Who are the Black Panthers today? Their ranks include cab drivers, accountants, graduate students, secretaries, lawyers, a Chicago Alderman, TV technicians, cooks, union organizers, bartenders and security guards. They are people who, as one former member said, are "raising [their families]."

The Black Panther Party's contributions to popular politics and culture are its legacy to current progressive political and social movements, both in the U.S. and abroad. Most of the issues the party raised regarding the oppression of black and other poor people have yet to be resolved. Indeed, in far too many cases, conditions for minority groups in the U.S. are worse then they were 20 years ago.

Opinions about the Black Panther Party are as wide ranging today as in the group's heyday. Historically, however, there can be little doubt that the party played a major role in influencing the style and content of the post-civil rights black liberation struggle and the overall progressive movement in the U.S.

[1] "Self-Defense" was later dropped from the name.

[2] The platform and program adopted in October 1966 was revised in March 1972.

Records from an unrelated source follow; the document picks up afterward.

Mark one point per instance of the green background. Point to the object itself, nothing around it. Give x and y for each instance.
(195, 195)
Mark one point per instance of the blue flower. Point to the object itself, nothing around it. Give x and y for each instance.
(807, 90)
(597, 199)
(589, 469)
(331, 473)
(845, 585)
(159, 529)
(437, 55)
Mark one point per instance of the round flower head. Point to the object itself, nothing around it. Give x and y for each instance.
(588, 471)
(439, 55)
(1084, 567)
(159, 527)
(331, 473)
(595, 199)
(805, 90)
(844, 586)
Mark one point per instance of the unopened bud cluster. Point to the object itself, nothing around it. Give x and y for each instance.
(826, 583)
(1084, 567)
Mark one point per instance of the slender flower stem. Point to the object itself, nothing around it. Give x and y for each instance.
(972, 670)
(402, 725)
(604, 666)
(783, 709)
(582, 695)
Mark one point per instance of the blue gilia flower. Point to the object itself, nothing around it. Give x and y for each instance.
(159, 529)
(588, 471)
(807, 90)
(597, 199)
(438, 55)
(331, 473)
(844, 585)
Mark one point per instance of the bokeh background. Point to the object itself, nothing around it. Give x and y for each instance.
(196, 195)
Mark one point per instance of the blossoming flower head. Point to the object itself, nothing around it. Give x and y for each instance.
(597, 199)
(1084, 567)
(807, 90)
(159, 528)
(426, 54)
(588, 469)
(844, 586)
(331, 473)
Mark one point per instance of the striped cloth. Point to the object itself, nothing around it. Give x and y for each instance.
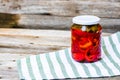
(60, 65)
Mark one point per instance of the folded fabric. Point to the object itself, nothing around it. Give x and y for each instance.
(60, 65)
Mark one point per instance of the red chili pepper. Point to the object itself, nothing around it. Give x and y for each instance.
(78, 56)
(86, 45)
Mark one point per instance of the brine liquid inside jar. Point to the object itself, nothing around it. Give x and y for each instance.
(86, 38)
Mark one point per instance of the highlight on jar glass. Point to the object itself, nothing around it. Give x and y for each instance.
(86, 38)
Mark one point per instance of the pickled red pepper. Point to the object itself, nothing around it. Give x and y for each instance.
(86, 38)
(86, 45)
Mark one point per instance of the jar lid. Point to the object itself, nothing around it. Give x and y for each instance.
(86, 20)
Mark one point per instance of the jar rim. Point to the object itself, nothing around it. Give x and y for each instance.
(86, 20)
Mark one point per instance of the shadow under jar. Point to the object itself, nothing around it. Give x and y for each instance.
(86, 38)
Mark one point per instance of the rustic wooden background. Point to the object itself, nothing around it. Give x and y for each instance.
(57, 14)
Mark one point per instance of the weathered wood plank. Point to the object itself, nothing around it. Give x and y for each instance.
(56, 22)
(102, 8)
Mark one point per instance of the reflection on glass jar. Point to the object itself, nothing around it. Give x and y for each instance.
(86, 38)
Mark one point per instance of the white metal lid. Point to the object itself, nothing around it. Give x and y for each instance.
(86, 20)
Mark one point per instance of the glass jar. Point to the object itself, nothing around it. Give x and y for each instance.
(86, 38)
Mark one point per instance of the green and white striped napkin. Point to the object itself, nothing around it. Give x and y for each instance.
(60, 65)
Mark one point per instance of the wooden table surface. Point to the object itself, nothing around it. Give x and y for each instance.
(18, 43)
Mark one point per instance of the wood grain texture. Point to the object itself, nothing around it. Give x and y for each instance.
(102, 8)
(19, 43)
(61, 22)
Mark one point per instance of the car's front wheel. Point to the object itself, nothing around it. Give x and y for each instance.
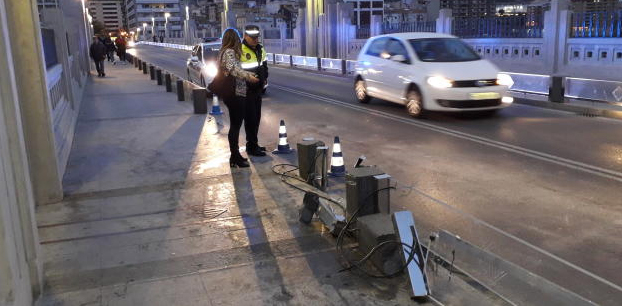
(360, 89)
(414, 103)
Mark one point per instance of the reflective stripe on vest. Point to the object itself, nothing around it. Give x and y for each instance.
(249, 65)
(249, 58)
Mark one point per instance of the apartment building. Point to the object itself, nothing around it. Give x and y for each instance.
(110, 12)
(147, 11)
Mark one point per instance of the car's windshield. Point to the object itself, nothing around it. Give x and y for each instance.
(210, 54)
(443, 50)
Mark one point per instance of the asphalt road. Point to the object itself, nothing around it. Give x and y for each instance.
(539, 187)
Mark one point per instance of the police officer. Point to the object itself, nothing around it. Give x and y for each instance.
(253, 60)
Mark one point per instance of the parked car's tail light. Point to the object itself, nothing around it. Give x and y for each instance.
(440, 82)
(505, 80)
(211, 70)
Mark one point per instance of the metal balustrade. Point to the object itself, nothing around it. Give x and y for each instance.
(498, 27)
(402, 27)
(596, 24)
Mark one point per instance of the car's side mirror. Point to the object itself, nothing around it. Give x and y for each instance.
(398, 58)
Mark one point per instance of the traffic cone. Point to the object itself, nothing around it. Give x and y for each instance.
(215, 106)
(337, 167)
(283, 147)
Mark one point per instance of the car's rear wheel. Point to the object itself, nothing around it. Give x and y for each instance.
(360, 89)
(414, 103)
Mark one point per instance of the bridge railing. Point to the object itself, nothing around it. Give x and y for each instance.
(596, 24)
(499, 27)
(526, 83)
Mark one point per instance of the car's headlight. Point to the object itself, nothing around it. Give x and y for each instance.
(211, 70)
(440, 82)
(505, 80)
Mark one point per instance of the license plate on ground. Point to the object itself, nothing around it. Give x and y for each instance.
(484, 95)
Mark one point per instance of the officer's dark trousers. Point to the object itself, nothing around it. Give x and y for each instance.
(252, 117)
(236, 115)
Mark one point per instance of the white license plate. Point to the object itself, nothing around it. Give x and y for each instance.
(484, 95)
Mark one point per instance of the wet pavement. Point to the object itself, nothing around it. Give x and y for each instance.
(538, 187)
(153, 215)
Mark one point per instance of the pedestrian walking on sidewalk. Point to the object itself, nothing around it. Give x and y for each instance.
(229, 63)
(109, 48)
(254, 60)
(97, 51)
(121, 47)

[3] See "The FBI's Covert Action Program to Destroy the Black Panther Party," in Book III, Final Report of the Select Committee To Study Governmental Operations with Respect to Intelligence Activities, United States Senate (Washington, D.C.: U.S. Government Printing Office, April 23, 1976).

[4] Ibid., p. 187.

[5] "Assassin of B.P.P. Leaders Linked to Jonestown Massacre," The Black Panther Intercommunal News Sendee, December 16-29, 1978, pp. 1 and 13. George and Larry Stiner, then members of US (United Slaves), were convicted of second degree murder and conspiracy to commit murder for the slayings of Carter and Huggins. However, BPP members who witnessed the killings said that Claude Elvin Hubert was the culprit. Darthard Perry, a self-confessed, paid FBI agent provocateur for seven years, testified in a 1977 sworn affidavit that he saw Hubert shoot Carter and Huggins and that he (Perry) had seen Hubert and the Stiner brothers several times at the Los Angeles headquarters of the FBI. An FBI memo of December 1968, released in December 1975 by the Senate Intelligence Committee, revealed the Bureau's plans to provoke conflict between the BPP and US in southern California.

[7] See To Die for the People by Huey P. Newton.

[8] "Black Panthers meet to recall founding," The Tribune, October 26, 1986, p. A- 10.